Ervin berjalan ke halaman belakang melihat hasil kerja Elina. Ia hanya bisa berkacak pinggang ketika melihat jemuran ditumpuk-tumpuk di atas tali.
“Elina!” teriak Ervin.
“Apaan sih suka banget teriak-teriak. Emangnya ini hutan?”
“Kenapa bajunya di tumpuk begitu? Kapan keringnya?” Ervin menggulung lengan kemejanya sebatas siku. Cepat-cepat ia merapikan ulang pakaian basah itu.
“Gak apa-apa. Entar juga kering.” Ervin mengerang kesal. Gadis itu benar-benar membuat tenaganya terkuras. Ervin masuk ke dalam rumah dengan wajah tertekuk kesal. Tanpa banyak bicara Ervin menyampirkan tasnya di bahu lalu pergi meninggalkan Elina. Gadis itu segera menyusul Ervin yang marah.
***
“Lo beneran mau kuliah di sana?” tanya Naura. Saat ini Elina berada di kantin sekolah ditemani Naura yang sedang makan.
“Benar. Aku sudah dapat formulirnya.” Elina memperlihatkan formulir yang ia dapatkan pada Naura.
“Varen pasti mau ikut kuliah sama kamu.”
“Yang benar? Bukannya dia sudah daftar di universitas lain?”
“Bisa saja dia pindah. Tuh orangnya.” Naura menunjuk Varen dengan dagu membuat Elina menoleh ke belakang. Varen berjalan santai dnegan salah satu tangannya di masukkan ke dalam saku celana. Beberapa siswi menatapnya tanpa berkedip. Mungkin jika Elina belum menikah dengan senang hati ia akan menerima Varen sebagai kekasih.
“Naura aku boleh pinjam Elina sebentar?” tanya Varen saat sampai di meja Elina. Naura menatap Elina sambil mengunyah makanannya.
“Silakan, kalau Elina mau.”
“El, ikut aku sebentar, ya.” Varen menarik tangan Elina menjauh dari kantin dan membawanya ke halaman sekolah. Varen dan Elina berdiri berhadapan. Varen meraih tangan Elina lalu menggenggamnya erat.
“Elina mungkin kamu sudah tahu bagaimana perasaan aku padamu. Sebentar lagi kita jadi mahasiswa untuk itu aku tidak mau kehilangan kamu, El. Kamu mau jadi pacar aku?”

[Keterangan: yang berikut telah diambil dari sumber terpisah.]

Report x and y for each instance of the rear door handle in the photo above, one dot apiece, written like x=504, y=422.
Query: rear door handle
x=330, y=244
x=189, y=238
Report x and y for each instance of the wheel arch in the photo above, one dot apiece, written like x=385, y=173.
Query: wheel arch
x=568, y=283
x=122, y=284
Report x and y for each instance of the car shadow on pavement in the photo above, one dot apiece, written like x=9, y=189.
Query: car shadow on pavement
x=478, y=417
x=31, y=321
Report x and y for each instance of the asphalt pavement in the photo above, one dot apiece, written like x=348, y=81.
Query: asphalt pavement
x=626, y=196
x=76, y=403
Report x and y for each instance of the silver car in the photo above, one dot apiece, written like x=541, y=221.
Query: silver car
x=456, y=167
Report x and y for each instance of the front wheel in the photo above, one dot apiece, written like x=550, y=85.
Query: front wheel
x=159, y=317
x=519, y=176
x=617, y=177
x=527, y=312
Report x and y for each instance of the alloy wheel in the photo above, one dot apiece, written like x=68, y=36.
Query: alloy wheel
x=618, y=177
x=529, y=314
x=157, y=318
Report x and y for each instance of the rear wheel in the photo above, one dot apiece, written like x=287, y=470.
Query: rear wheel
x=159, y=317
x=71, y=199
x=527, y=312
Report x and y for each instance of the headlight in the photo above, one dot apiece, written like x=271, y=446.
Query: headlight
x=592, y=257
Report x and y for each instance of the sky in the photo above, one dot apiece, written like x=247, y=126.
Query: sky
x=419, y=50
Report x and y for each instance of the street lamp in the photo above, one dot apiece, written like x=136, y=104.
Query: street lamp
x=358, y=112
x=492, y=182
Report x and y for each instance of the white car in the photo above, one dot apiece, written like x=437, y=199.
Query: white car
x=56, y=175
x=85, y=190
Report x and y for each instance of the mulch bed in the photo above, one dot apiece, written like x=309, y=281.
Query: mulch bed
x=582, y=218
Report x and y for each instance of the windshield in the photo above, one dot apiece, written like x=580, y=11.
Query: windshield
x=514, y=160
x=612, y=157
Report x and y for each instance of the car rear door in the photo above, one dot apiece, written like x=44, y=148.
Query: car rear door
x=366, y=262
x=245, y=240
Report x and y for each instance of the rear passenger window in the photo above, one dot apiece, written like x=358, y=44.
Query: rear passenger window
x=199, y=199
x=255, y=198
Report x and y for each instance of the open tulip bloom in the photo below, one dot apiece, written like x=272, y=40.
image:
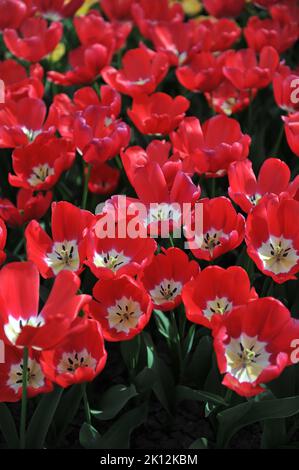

Elina terdiam. Ia ingin sekali menerima Varen sebagai pacarnya tapi bagaimana dengan Ervin. Dia sudah menjadi suami Elina.
“Varen, bisa berikan aku waktu?” tanya Elina.
“Apa kamu masih ragu dengan perasaan aku?” Elina menggeleng. Sangat sulit menjelaskan semuanya pada Varen.
“Bukan seperti itu. Hanya saja aku… aku harus minta izin sama papa dan mama.”
Varen tersenyum lalu membelai rambut panjang Elina. “Kalau kamu mau aku bisa datang ke rumah kamu untuk minta restu.” Elina dengan cepat menggeleng. Bisa bahaya kalau Varen datang berkunjung ke rumahnya.
“Tidak perlu. Biar aku saja yang minta izin. Papa aku galak.”
“Ya, sudah aku tunggu jawaban kamu segera.” Elina tersenyum kaku sementara Varen tersenyum tulus padanya.